Currently I and everyone else I know, including my neighbors, and the [..] corporate office, are all without power. We’ve been fortunate at our home to be able to use our neighbors generator, which we’ve connected our refrigerator along with a limited power strip to charge our computers and phones. Speaking of phones, we have practically ZERO phone service, limited texts, calls don’t work, and data is non-existent. Our computers function as DVD players for our children when possible.
We’ve gone to Target for some paper products and dry food and snacks and Whole Foods was open so we were able to buy some fresh food. (And beer.
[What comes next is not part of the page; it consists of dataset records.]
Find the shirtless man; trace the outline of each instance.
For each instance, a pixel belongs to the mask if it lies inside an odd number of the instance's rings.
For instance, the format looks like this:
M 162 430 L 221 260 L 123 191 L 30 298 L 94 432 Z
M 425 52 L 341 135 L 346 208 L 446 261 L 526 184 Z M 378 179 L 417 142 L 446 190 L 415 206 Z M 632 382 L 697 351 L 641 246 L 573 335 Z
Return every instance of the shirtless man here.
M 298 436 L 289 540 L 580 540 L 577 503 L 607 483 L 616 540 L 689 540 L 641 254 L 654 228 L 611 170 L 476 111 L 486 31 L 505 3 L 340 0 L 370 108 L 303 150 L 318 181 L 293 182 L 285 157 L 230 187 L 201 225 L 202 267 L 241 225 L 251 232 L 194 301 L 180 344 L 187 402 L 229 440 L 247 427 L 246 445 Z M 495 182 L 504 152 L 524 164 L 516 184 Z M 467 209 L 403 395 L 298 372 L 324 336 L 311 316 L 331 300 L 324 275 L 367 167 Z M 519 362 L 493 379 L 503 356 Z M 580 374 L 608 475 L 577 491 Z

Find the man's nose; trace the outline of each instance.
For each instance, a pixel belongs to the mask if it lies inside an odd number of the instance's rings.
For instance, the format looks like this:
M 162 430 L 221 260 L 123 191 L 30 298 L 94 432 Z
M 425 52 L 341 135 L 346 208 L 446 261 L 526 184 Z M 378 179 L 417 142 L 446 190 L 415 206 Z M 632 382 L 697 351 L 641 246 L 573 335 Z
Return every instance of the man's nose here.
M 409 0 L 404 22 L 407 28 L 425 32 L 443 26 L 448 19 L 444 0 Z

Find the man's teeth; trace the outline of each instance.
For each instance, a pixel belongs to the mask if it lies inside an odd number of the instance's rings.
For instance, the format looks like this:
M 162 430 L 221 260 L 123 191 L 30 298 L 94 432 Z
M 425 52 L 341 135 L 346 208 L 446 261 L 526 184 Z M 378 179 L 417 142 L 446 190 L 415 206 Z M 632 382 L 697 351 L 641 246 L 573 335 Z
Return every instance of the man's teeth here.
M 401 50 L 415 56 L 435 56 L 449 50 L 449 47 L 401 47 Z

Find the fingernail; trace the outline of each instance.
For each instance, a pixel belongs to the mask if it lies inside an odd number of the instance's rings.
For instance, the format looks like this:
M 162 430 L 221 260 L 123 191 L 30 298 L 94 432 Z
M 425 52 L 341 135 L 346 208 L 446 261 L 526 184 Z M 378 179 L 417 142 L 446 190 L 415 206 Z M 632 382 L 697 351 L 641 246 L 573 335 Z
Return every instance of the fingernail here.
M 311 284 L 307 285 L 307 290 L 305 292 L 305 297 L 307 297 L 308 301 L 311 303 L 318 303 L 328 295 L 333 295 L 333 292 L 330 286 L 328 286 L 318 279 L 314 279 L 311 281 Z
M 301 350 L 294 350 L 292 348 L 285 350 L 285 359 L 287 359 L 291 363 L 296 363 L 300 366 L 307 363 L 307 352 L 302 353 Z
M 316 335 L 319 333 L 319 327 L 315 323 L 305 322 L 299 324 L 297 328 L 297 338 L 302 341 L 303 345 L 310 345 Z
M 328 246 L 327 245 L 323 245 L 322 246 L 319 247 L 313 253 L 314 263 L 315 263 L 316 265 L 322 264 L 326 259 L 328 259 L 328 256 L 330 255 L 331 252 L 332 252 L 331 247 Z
And more wine.) We’ve also been very fortunate that our gas and water has continued to work without problem – enabling us to shower, wash dishes, and use our gas fireplace. The fireplace is helpful because we obviously have no other heat source.
Mostly all gas stations in the vicinity are without power and those that do are something you’d see out of a zombie flick – 3 hour long car lines and separate lines of people standing with gas cans. We’ve heard of 6 hour long lines for fuel. The length of the lines literally have caused multiple traffic jams. It took us an hour and a half to return from Target on an otherwise 20 minute trip.
While this was a “low” category hurricane, it has had pretty devastating affects. The number of downed trees and power lines is pretty unbelievable. Our municipal marina was washed up into town and is still blocked off. The road I take from my home to the office in Red Bank is littered with flood debris, including an ice machine from who knows where and a boat from another who knows where. Trees are leveled, many roads inaccessible, and we’ve heard stories of entire towns nearby entirely washed away.
I grew up in Kansas, which is known for tornadoes and the best storms I’ve ever seen, but I’ve never heard wind like that nor seen so much widespread devastation in person. I feel very grateful to have what I do have and am not taking anything for granted.